Monday 28 May 2012

Am I really a bioinformatician?

A bioinformatician is someone who creates computational tools that address biological questions.

A computational biologist is someone who uses computational tools to address biological questions.

There are four classes of computational tools, algorithms, workflows, databases and interfaces. I have created each in the past. I was a bioinformatician! These days most of my time is spent deploying and maintaining the computational tools of others; so am I still a bioinformatician? I'd like to hope so, and therefore propose a new classification - the operational bioinformatician to describe myself and those like me, to be distinguished from the research bioinformaticians who get all the fun creative jobs. Oh well, let's hope any future bifx union treats perl scripting as an operational rather than research activity.


Saturday 7 January 2012

The various semantics of Open-*

Several 'Open' movements have gained traction since 'Open Source' was coined in the late nineties. Those important to me, an applied informatics scientist include;


The meaning of 'Open' in each case can, however, be somewhat different for each. In the case of Open Source, it basically means that the end product of the (software) development process is available for anyone to see (if not always distribute) free of charge. Having the end product 'open' holds true for Open Access and Open Data. One difference is that reuse of Open Data is generally associated with fewer restrictions than Open Access and Open Source, which are typically limited somewhat by copyright and software licenses.

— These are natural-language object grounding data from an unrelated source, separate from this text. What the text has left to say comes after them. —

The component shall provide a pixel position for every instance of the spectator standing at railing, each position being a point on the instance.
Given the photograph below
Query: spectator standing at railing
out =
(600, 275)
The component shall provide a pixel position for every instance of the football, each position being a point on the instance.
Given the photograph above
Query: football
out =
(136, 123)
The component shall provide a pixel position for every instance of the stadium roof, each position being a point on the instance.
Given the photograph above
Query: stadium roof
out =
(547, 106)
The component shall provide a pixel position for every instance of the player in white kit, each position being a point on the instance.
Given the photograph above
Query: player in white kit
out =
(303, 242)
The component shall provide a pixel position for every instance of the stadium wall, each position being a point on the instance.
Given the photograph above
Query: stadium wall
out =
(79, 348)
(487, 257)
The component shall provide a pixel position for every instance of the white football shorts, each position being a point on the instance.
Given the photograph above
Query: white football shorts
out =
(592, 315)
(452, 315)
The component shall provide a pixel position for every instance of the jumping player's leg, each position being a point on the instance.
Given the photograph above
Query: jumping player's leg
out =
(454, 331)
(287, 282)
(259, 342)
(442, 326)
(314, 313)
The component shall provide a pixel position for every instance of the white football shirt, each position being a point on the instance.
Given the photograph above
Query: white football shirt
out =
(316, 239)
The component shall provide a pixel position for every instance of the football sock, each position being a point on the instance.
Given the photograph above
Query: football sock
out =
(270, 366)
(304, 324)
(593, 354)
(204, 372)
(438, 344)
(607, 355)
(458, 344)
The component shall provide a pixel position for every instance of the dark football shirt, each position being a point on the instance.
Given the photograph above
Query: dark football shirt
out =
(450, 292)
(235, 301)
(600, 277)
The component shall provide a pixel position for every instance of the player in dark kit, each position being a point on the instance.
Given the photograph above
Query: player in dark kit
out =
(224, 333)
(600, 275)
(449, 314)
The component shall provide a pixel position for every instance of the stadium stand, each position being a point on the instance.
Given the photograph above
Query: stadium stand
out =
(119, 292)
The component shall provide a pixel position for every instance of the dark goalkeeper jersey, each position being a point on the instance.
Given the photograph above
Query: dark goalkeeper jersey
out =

At about the same time as the rise of the Open Source, it was recognised that openness of the process of software development itself, in addition to that of the end product, could be a useful approach to the creation of free software. This was most famously described by the Eric Raymond's Cathedral and the Bazaar. This paradigm has been seized by the Open Science movement, who contend that the very process of science should be conducted in the open (e.g. blogs, live lab notebooks). It logically follows that the product of such endeavours should be Open (Access, Data, Source), but this is a secondary attribute.

Open Innovation, simply looking outside your organisation for innovative ideas, seems like the square peg in this discussion. Surely it's simple outsourcing of research and development activities? Where is the 'open' in that? However, if one accepts that the approach is epitomised by 'Open Innovation' challenge companies such as Innocentive, then the openness is in the clear statement of requirement/specification associated with each challenge. If one accepts 'open specification' as a key attribute of Open Innovation, then it's easy to see the fit with translational research; unmet R&D requirements for domestic industries provide justified focus for domestic science funding agencies.

It seems that we have 'Open' movements for all stages of the development lifecycle, from inception (Open Innovation), to implementation (Open Science), to end product (Open Source, Access, Data). The commonality is that the outputs of each stage are freely available for everyone to see. It does not, however, mandate that one should necessarily follow another.